Alert source key handling#
Alert source API keys are credentials. Treat them like passwords.
Rules:
- Use header-based credentials where possible:
X-API-Key: <alert-source-key>. - Avoid query-string credentials because they can appear in logs, proxies, and shell history.
- PagerPal shows a full alert source key only immediately after creation or regeneration.
- PagerPal masks alert source keys in default list/get responses.
- If a key is lost, regenerate it and update the monitoring system.
- If a key may have leaked, regenerate it immediately.
Worker model#
PagerPal v1 uses APScheduler inside the FastAPI process for:
- notification retries,
- automatic escalation.
Run exactly one app process with workers enabled. Do not run multiple Uvicorn workers, multiple containers, or multiple EC2 instances with workers enabled until a singleton scheduler/locking design exists.
Check worker health from:
/settings
/api/v1/system/jobs
The API endpoint requires a real User Account. Viewers may read worker status; configuration changes require admin access.
Notification modes#
| Mode | Expected use |
|---|---|
NOTIFICATION_SENDING_ENABLED=false |
Safe UI/testing mode. Delivery attempts are logged without real provider sends. |
NOTIFICATION_SENDING_ENABLED=true |
Real paging mode. Requires valid Infobip SMS/WhatsApp config, SMTP email config, or both. |
When real sending is enabled, verify /settings before sending test alerts. Provider validation should surface missing required settings without printing secret values.
Troubleshooting#
UI redirects to /login#
Sign in with a login-enabled User Account. If no admin exists, complete first-run bootstrap on /login or run python scripts/create_admin.py --email <admin-email>.
API returns 401 Unauthorized#
Check that the client is using a real User Account email and password. The old shared UI_USERNAME / UI_PASSWORD process credentials are not accepted for management routes.
API or UI action returns 403 Forbidden#
Check the account role. Admin-only configuration writes require admin; incident actions require responder or admin; viewer accounts are read-only.
Alert webhook returns 401 or 403#
Check that the webhook includes an active alert source API key. Prefer:
X-API-Key: <alert-source-key>
403 can also mean the alert source exists but is inactive.
Notifications are not sent#
Check:
NOTIFICATION_SENDING_ENABLED=true./settingsnotification provider status.- Notification logs on the incident detail page.

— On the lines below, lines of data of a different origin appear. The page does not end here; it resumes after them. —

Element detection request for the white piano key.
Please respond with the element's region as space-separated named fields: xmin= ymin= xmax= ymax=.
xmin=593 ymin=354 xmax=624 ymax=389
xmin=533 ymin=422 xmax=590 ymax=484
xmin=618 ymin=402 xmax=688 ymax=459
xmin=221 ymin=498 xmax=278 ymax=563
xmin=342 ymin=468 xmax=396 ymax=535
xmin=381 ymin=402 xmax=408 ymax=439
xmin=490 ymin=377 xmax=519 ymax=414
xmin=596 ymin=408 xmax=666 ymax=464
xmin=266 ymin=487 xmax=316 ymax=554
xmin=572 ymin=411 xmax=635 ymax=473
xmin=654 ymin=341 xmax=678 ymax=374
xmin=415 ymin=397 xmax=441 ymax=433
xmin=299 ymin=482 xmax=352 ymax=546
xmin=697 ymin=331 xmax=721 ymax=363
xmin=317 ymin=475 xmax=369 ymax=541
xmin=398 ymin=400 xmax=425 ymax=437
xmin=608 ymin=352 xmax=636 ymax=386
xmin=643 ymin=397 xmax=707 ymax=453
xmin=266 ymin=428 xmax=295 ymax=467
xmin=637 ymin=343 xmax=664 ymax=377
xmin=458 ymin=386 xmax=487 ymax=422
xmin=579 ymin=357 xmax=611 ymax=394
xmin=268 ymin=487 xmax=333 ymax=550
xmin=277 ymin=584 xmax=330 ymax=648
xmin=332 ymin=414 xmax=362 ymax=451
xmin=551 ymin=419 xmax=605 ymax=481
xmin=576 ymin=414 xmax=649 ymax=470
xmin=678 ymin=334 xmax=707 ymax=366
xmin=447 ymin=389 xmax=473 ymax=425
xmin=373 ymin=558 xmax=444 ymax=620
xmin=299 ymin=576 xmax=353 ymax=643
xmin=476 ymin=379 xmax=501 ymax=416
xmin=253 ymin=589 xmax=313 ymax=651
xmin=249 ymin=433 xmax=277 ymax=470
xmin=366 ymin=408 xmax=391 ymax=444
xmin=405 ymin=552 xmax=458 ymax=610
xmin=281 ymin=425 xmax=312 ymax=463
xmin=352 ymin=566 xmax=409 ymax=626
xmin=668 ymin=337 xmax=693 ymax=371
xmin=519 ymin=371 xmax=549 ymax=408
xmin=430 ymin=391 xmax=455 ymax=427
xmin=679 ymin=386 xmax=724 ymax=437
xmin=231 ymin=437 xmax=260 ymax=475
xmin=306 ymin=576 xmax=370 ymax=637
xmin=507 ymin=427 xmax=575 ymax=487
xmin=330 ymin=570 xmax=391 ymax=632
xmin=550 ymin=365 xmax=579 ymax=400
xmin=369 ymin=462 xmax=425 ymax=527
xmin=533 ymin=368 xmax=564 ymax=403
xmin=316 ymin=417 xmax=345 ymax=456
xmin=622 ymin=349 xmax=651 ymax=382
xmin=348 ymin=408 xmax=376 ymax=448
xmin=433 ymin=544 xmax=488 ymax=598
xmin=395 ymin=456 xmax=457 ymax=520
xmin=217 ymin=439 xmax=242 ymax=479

- Whether the notification is already marked
exhaustedand needs manual retry after the config is fixed.
Escalations are not happening#
Check:
ESCALATION_WORKER_ENABLED=true./settingsor/api/v1/system/jobsworker status.- The incident is still
triggered; acknowledged/resolved incidents should not continue escalating. - The escalation policy level delays and recipient configuration.
Current v1 limitations#
- Single-node/single-process design only.
- No SSO/SAML yet; local email/password accounts are the current auth model.
- UI action attribution still depends on the visible Acting as selector so responder-only identities can remain valid.
- Background workers stop if the app process stops.
- SQLite is fine for local/demo use; PostgreSQL is recommended for durable AWS hosting.
- Scaling beyond one process needs scheduler coordination first.